O Colonizador e o Colonizado

“O homem colonizado vive em uma dupla consciência.”

— Albert Memmi, O Colonizador e o Colonizado.

Imagine que sua mente seja um espelho quebrado, refletindo duas imagens ao mesmo tempo. Essa “dupla consciência” que Memmi descreve não é só sobre história ou política; ela aparece nos momentos em que você se sente dividido entre o que realmente sente e o que o mundo espera que você seja. Talvez você esteja tentando agradar a família, o chefe, a sociedade, enquanto seu coração sussurra outro caminho. Ao reconhecer essa fissura interna, surge a chance de reconstruir o espelho: escolher qual reflexo vale mais. Cada decisão de ser autêntico – mesmo que pequena, como dizer “não” quando tudo parece exigir um “sim” – é um ato de libertação. Como quem junta os cacos, você cria uma nova imagem, mais completa, mais verdadeira. Permita‑se sentir o desconforto da incerteza, mas não se deixe paralisar. Use a consciência de que viver duas vezes pode ser um convite para escolher qual vida você quer realmente habitar. Quando você alinha pensamentos e sentimentos, o peso da divisão se dissolve, e surge a leveza de quem caminha com coerência.
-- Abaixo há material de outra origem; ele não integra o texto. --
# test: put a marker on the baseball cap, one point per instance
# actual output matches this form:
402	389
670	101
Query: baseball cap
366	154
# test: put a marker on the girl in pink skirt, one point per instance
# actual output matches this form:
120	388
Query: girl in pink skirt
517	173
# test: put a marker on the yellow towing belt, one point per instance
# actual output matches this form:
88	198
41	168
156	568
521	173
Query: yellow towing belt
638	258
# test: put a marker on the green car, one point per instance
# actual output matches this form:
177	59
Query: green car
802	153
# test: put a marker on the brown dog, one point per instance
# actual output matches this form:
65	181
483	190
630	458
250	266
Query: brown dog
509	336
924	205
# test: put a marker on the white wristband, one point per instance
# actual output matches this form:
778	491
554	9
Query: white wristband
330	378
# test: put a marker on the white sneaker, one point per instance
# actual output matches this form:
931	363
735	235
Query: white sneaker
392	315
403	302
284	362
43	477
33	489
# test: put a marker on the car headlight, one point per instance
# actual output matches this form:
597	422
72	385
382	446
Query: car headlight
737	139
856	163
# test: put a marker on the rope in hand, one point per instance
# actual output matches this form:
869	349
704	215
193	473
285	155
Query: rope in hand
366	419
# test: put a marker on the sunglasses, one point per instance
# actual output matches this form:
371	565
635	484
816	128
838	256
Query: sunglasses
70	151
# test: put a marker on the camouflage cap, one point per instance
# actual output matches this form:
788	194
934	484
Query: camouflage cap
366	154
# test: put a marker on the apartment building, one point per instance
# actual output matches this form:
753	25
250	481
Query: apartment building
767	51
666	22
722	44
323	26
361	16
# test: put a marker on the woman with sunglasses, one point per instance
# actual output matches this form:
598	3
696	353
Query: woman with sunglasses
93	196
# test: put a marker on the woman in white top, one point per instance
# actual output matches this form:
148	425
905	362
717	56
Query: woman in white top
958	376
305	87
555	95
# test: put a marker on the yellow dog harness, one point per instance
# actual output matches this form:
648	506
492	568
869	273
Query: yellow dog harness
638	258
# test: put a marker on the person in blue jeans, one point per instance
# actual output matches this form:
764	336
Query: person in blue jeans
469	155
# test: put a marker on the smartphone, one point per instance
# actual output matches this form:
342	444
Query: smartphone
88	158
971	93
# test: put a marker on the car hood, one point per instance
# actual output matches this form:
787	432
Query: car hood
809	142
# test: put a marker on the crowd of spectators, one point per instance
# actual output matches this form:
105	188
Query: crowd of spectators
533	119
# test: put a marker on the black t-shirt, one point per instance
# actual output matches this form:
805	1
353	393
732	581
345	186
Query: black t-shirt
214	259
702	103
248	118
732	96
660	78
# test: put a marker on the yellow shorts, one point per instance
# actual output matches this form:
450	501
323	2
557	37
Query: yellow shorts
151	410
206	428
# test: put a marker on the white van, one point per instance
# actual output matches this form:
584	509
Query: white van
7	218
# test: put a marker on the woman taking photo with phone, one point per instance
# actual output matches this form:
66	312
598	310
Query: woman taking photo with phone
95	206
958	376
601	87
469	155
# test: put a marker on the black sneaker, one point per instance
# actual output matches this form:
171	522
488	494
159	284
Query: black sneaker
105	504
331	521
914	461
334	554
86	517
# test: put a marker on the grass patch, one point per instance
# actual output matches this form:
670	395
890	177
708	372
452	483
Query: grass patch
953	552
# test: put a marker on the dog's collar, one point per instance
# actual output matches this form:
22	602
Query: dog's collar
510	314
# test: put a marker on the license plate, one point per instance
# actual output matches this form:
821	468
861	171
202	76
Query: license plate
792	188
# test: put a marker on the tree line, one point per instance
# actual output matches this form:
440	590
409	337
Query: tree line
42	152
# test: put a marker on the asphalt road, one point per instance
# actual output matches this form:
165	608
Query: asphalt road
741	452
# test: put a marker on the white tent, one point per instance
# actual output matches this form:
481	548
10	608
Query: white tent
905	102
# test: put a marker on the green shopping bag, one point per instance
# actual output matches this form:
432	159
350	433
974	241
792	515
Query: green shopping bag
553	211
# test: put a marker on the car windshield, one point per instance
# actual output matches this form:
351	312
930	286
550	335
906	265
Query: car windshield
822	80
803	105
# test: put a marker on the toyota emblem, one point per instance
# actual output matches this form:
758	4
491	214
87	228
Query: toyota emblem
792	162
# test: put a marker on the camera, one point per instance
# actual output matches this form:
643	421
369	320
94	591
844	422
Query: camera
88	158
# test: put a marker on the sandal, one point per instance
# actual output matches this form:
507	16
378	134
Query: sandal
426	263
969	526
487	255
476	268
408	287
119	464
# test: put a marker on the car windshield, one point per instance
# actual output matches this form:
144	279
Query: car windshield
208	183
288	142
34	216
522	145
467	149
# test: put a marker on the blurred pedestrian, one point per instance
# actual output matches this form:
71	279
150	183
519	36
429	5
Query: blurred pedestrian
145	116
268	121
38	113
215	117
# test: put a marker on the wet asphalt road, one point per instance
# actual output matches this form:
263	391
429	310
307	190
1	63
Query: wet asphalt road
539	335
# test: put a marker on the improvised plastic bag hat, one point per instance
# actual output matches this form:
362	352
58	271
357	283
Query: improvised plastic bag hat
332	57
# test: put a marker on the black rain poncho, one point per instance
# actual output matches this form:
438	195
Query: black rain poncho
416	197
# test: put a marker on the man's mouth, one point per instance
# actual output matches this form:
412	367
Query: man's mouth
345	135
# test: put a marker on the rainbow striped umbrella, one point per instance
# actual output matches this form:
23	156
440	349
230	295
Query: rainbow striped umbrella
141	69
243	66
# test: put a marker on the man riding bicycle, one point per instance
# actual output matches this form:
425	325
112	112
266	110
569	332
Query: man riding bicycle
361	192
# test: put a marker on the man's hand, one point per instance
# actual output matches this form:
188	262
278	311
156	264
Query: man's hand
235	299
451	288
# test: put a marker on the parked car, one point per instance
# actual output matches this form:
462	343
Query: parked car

Seja o autor da sua própria narrativa, não o personagem de um roteiro escrito por outros.

Sobre o autor

Albert Memmi (1920‑2020) nasceu em Tunis, então parte do protetorado francês da Tunísia. Escritor e sociólogo, destacou‑se por analisar as relações de poder entre colonizadores e colonizados, sobretudo em O Colonizador e o Colonizado (1957). Sua obra combina rigor intelectual com sensibilidade pessoal, refletindo a experiência de quem viveu a transição de colônia a nação independente. Memmi também escreveu romances e contos, sempre explorando identidade, alienação e resistência, tornando‑se referência crucial nos estudos pós‑coloniais.